I am interested in the asymptotic behavior of $\hat{f}_n(x)$. One can write: \begin{align*} \sqrt{n}(\hat{f}_n(x) - f(x)) &= \sqrt{n}(G_n^{-1}\circ F_n(x) - G^{-1}\circ F(x))\\ &= \sqrt{n}(G_n^{-1}\circ F_n(x) - G^{-1}\circ F_n(x))+\sqrt{n}(G^{-1}\circ F_n(x) - G^{-1}\circ F(x))\\ &= A_n + B_n \quad \text{say.} \end{align*} Proving stochastic equicontinuity of the process $\{Z_n(p), p \in [0,1]\}_{n \geq 1}$ where $Z_n(p) = \sqrt{n}(G_n^{-1}(p) - G^{-1}(p))$ allows one to prove that $A_n$ converges in distribution to $\mathcal{N}(0,\sigma^2)$ where $\sigma^2 = \frac{F(x)(1-F(x))}{g\circ f(x)^2}$. Moreover the Delta method can be used to prove that $B_n$ converges in distribution also to $\mathcal{N}(0,\sigma^2)$.
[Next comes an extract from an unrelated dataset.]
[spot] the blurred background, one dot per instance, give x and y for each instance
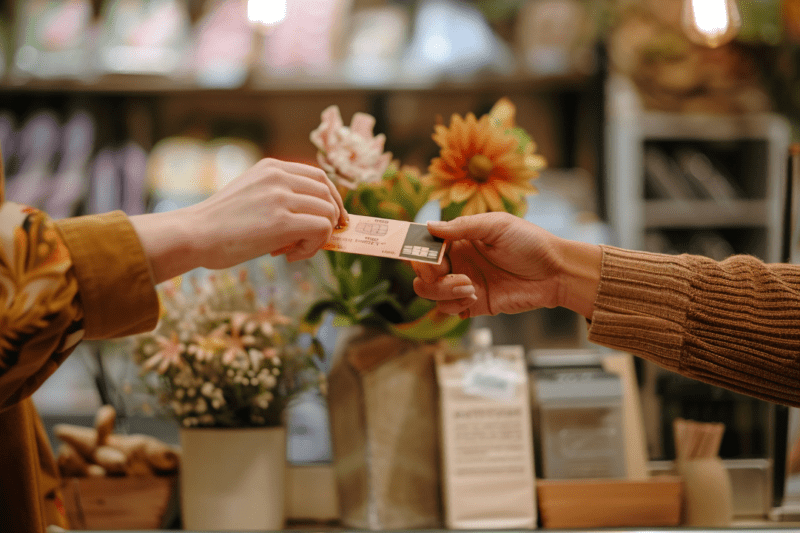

Now, note that that $A_n$ and $B_n$ are not independent so we can not conclude that $A_n + B_n$ converges to $\mathcal{N}(0,2\sigma^2)$. Nevertheless, numerical simulations are consistent with this.

Any idea on how to prove it would be greatly appreciated! Thanks!